Ansiedade Paroxística Episódica contra igrejas e chuvas, do subgrupo “com trovões”. 

 

Dois meses de Lexpiride e psicoterapia.

 

A terapia se revelou um fracasso, pois o sujeito me encarava ora com cinismo, ora com indiferença.

 

Um dia percebi que ele chegou ao consultório com um carro novo, cinza, importado. A partir dali apresentou mais um componente aos “cuidados” que me dispensava além do cinismo ou da indiferença: a ganância. Sessões mais frequentes.

 

Joguei a caixa de Lexpiride na mesa do psiquiatra e mandei que ele e o terapêuta a enfiassem nos respectivos cus.

 

Fiquei quinze dias praticamente fechado em casa, por conta de um atestado médico que eu próprio falsifiquei em nome do psiquiatra, a fim de estudar outros médicos, de preferência de longe e de uma outra faixa etária que não aquela dos anteriores, pois não queria vínculos entre eles. Imaginava até mesmo os telefonemas que trocariam perguntando “pelo nosso maluco”.

 

Afinal descobri, longe, um psiquiatra, numa cidade da Região Metropolitana. Carro modesto, embora alegre demais e com um ar sacana de quem comia a secretária. Perguntou quem era o médico anterior e porque eu havia resolvido mudar.

 

Eu estava preparado, menti que o outro não era confiável, que se não me enganava o outro era homossexual. Ele balançou a cabeça como quem dissesse que daquele mal ele não padecia.

 

Perguntou se o meu pânico vinha só na igreja e quando haviam trovões. Confirmei, igreja e trovões. Ansiedade Paroxística Episódica, Anafranil e Frontal, psicoterapia. Essa última também foi escolhida a dedo.

 

Como mal conseguia trabalhar, também andava sem namorada.

 

Juntei terapia e romance quando procurei o tal Ambulatório de Saúde Mental e no dia da primeira entrevista para tentar entrar no grupo, conheci Marta, na sala de espera.

 

Ela era mais velha do que eu uns dois ou três anos e tinha um riso nervoso que me preocupava um pouco.
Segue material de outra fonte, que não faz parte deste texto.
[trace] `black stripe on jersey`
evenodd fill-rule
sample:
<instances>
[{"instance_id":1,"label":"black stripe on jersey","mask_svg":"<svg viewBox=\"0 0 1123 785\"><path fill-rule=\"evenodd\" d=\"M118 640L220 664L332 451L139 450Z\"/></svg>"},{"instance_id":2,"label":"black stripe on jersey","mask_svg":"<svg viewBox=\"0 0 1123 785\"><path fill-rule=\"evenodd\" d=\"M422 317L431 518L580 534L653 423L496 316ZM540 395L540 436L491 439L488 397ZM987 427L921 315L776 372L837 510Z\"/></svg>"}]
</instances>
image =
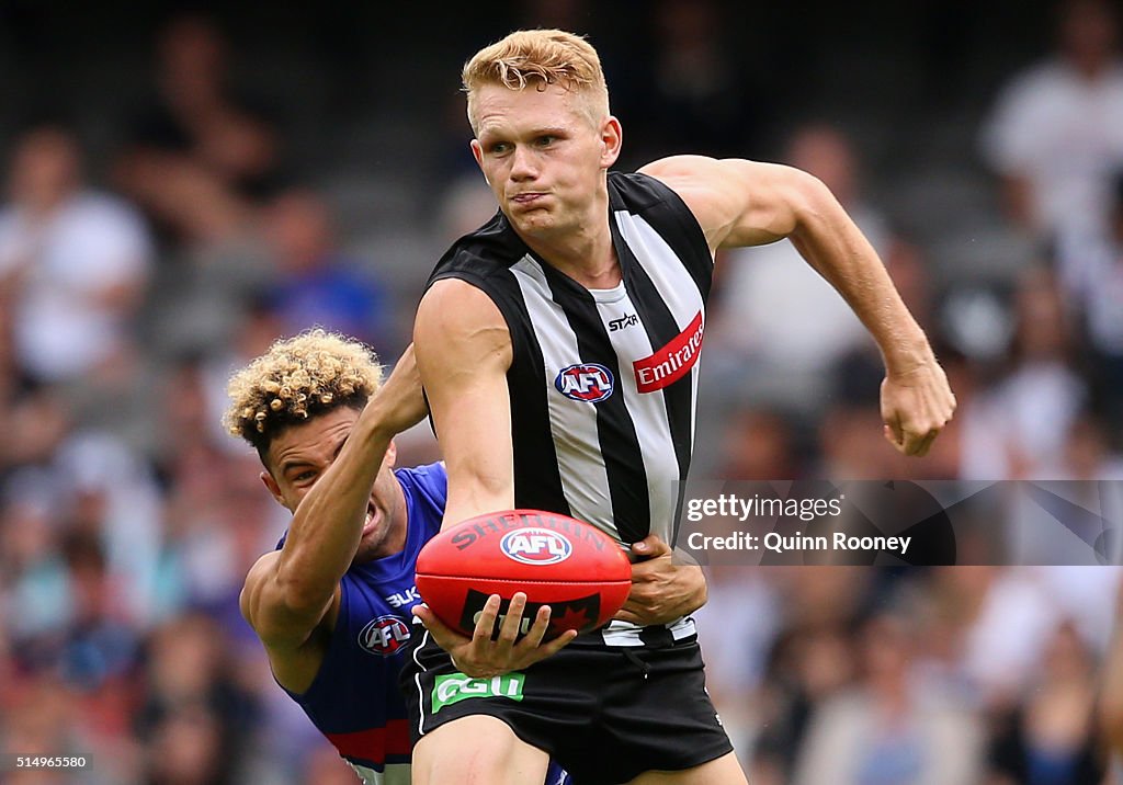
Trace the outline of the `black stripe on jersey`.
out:
<instances>
[{"instance_id":1,"label":"black stripe on jersey","mask_svg":"<svg viewBox=\"0 0 1123 785\"><path fill-rule=\"evenodd\" d=\"M514 451L514 505L572 514L562 486L557 450L550 432L548 389L542 385L542 349L533 329L522 291L513 275L490 275L486 284L467 271L435 277L457 277L484 292L506 321L513 359L506 372L509 390L533 390L537 394L511 395L511 442Z\"/></svg>"},{"instance_id":2,"label":"black stripe on jersey","mask_svg":"<svg viewBox=\"0 0 1123 785\"><path fill-rule=\"evenodd\" d=\"M626 286L631 295L632 304L642 314L640 322L647 330L647 337L651 341L654 349L659 349L667 345L682 331L675 322L675 317L667 308L667 303L659 296L659 291L655 287L647 271L632 254L631 248L620 236L620 228L617 222L611 221L612 240L617 248L617 256L620 259L620 268L626 279ZM631 368L629 368L629 372ZM681 380L663 389L663 402L667 408L667 425L670 428L670 441L675 446L675 458L678 462L678 484L677 498L675 500L675 520L672 523L673 537L670 545L674 545L678 537L678 522L683 515L683 502L686 493L686 472L691 467L691 451L693 448L693 433L691 432L691 416L694 407L693 375L697 373L697 366Z\"/></svg>"},{"instance_id":3,"label":"black stripe on jersey","mask_svg":"<svg viewBox=\"0 0 1123 785\"><path fill-rule=\"evenodd\" d=\"M626 279L628 293L632 304L640 311L640 323L647 330L647 337L655 350L664 347L676 338L682 328L675 322L675 317L667 303L659 296L659 290L648 276L647 271L632 254L631 248L620 236L620 229L612 221L612 240L620 258L620 267ZM631 372L631 368L628 369ZM667 422L670 426L670 440L675 445L675 457L678 459L678 477L686 477L691 465L691 410L693 408L692 376L697 373L697 366L674 384L663 389L663 400L667 407Z\"/></svg>"},{"instance_id":4,"label":"black stripe on jersey","mask_svg":"<svg viewBox=\"0 0 1123 785\"><path fill-rule=\"evenodd\" d=\"M710 255L710 246L702 226L686 207L683 198L663 181L646 174L623 174L619 180L610 177L609 183L615 188L618 195L612 210L628 209L629 212L643 217L652 227L658 227L659 236L675 252L675 256L697 285L702 293L702 302L709 300L713 282L713 256ZM649 203L639 209L626 208L622 197L619 197L624 183L643 190L648 194Z\"/></svg>"},{"instance_id":5,"label":"black stripe on jersey","mask_svg":"<svg viewBox=\"0 0 1123 785\"><path fill-rule=\"evenodd\" d=\"M546 272L546 281L554 301L562 307L577 339L577 354L583 363L599 363L612 372L617 394L609 395L596 407L596 438L612 501L612 522L627 544L647 537L651 528L651 502L647 493L647 468L636 435L636 423L619 390L620 365L617 353L609 340L608 330L596 310L596 301L573 279L559 273L548 264L539 265ZM541 367L539 365L539 367ZM631 368L627 369L631 373Z\"/></svg>"}]
</instances>

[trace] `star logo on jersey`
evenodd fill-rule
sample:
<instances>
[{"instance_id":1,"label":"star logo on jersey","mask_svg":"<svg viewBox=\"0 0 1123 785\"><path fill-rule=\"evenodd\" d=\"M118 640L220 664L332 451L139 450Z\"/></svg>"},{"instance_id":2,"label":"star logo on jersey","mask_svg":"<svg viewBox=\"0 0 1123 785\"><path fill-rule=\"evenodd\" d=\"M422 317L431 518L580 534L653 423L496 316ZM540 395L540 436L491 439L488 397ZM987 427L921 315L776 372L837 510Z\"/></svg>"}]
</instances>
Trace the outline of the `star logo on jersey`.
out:
<instances>
[{"instance_id":1,"label":"star logo on jersey","mask_svg":"<svg viewBox=\"0 0 1123 785\"><path fill-rule=\"evenodd\" d=\"M596 403L603 401L615 389L612 372L597 363L569 365L558 372L554 386L573 401Z\"/></svg>"},{"instance_id":2,"label":"star logo on jersey","mask_svg":"<svg viewBox=\"0 0 1123 785\"><path fill-rule=\"evenodd\" d=\"M358 645L380 657L398 654L410 641L410 628L398 617L372 619L358 633Z\"/></svg>"}]
</instances>

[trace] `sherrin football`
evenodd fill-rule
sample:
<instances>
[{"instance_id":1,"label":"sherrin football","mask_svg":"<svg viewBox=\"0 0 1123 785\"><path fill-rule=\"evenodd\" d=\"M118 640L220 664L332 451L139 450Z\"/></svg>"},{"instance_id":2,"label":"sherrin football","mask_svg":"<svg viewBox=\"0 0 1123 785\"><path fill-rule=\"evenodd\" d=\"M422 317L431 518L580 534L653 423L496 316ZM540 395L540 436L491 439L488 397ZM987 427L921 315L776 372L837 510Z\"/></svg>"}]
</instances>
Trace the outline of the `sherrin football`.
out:
<instances>
[{"instance_id":1,"label":"sherrin football","mask_svg":"<svg viewBox=\"0 0 1123 785\"><path fill-rule=\"evenodd\" d=\"M550 606L547 638L584 632L611 619L628 599L631 565L620 545L588 523L540 510L504 510L457 523L418 554L421 599L453 629L471 636L484 603L527 595L526 633Z\"/></svg>"}]
</instances>

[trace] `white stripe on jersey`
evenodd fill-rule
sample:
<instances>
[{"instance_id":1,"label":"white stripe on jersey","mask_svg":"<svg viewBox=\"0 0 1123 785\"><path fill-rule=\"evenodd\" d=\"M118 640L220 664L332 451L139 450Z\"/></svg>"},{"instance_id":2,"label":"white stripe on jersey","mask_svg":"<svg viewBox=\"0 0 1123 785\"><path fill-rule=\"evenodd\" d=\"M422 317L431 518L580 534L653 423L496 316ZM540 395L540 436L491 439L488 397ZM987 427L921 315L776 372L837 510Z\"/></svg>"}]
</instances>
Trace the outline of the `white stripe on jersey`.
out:
<instances>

E um medo terrível de praças ou lugares abertos, onde houvesse muita gente.

 

Aos sábados, se o dia estava bonito, eu aproveitava e saía sozinho a pisotear folhas no parque.

 

Ela ficava trancafiada em casa, assistindo filmes de romanos, que adorava.

 

Se chovia, o exilado era eu.

 

Algumas vezes em que ela insistiu para me tirar de casa num dia de chuva, eu lhe bati a porta na cara.

 

Numa dessas vezes, antes de isso acontecer, ela riu ao me ver com chumaços de algodão nos ouvidos.

 

Não íamos a casamentos nem a batizados, em igrejas.

 

Mas nos dias apenas nublados e muito frios, sem sinal de chuvas, passeávamos de mãos dadas, pisando nas folhas que caíam das árvores, no chão dos parques desertos.